Qual é, então, a proposta prática que a Congregação oferece aos consagrados? Como entende ajudar as Ordens religiosas a serem fiéis, cada uma, ao seu carisma, à Santa Regra, às Constituições dos Santos Fundadores? Eis as aladas palavras do Prefeito: «Trata-se, portanto, de abrir processos para acompanhar, transformar e gerar; para desenvolver projectos que promovam a cultura do encontro e do diálogo entre os diferentes povos e gerações; partindo da própria comunidade vocacional para depois chegar a todos os cantos da terra e a todas as criaturas, porque, nunca como neste tempo de pandemia, experimentamos que tudo está interligado, tudo está relacionado, tudo está conectado» (aqui). O World Economic Forum, promotor do Great Reset, não teria sabido exprimir-se melhor! Que importa se Santa Teresa de Ávila, São Domingos, Santa Clara, São Francisco de Sales e todos os Santos Fundadores se escandalizam com a sistemática demolição das suas Ordens, quando as palavras da Santa Sé gozam do benigno aplauso da elite globalista, da seita infame e inimiga de Cristo? O que mais significa «abrir processos para acompanhar, transformar e gerar» senão um convite a renunciar à fidelidade ao carisma originário, reeducando os refratários e obrigando, com a força, os recalcitrantes? O que é este «desenvolver projectos que promovam a cultura do encontro e do diálogo» senão a aplicação do indiferentismo religioso e do ecumenismo conciliar?

Eis a desoladora visão horizontal, desprovida de qualquer impulso sobrenatural, que têm da vida religiosa aqueles que, pelo contrário, deveriam protegê-la como um precioso tesouro da Igreja. Uma visão em que se possa ser «irmãos e irmãs de todos, independentemente da fé», tornando inútil não só abraçar o estado religioso, mas também o próprio Baptismo e, com ele, a Redenção, a Igreja, Deus.      

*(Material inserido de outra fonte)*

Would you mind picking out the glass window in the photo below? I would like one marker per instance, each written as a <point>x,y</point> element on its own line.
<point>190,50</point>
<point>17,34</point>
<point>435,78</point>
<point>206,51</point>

Compreendemos, nestes tempos de crise, que quem é constituído em autoridade está, agora, desligado daqueles sobre quem comanda. A chamada pandemia mostrou governantes obedientes às ordens dos poderes supranacionais, enquanto os cidadãos são privados dos próprios direitos e qualquer forma de divergência é censurada ou psiquiatrizada, segundo uma feliz expressão recente. Não diversamente acontece na Igreja: os chefes da Hierarquia obedecem aos mesmos poderes e privam os fiéis dos seus direitos, censurando aqueles que não entendem renunciar à própria Fé e não aceitam ver a Igreja demolida pelos seus Ministros. João Braz de Aviz está perfeitamente alinhado com Jorge Mario Bergoglio e ambos apoiam, com zelo, a instauração da Nova Ordem Mundial.      

Esta é a dolorosa realidade com a qual devemos confrontar-nos diariamente e pela qual devemos rezar, jejuar e fazer penitência, implorando a intervenção de Deus e da Santíssima Virgem em nosso auxílio. Nesta batalha sobrenatural, a contribuição dos religiosos e das religiosas é fundamental: por isso, mais do que nunca, é necessário que as almas consagradas redescubram a dimensão sacrificial da sua vocação, oferecendo-se, em holocausto, como vítimas expiatórias. Este, no fundo, é o coração da vocação religiosa e do próprio ser Cristão: assemelhar-se a Cristo, seguindo-O na cruz para poder sentar-se à Sua direita na bendita eternidade. 

Convido, pois, aqueles que têm o privilégio de ter escolhido o estado de perfeição a rezar com renovado ardor, a jejuar com zelo, a fazer penitência. Por fim, peçamos ao Espírito Santo que toque os Ministros e os Religiosos desviados, concedendo-lhes o dom do arrependimento e a graça do perdão.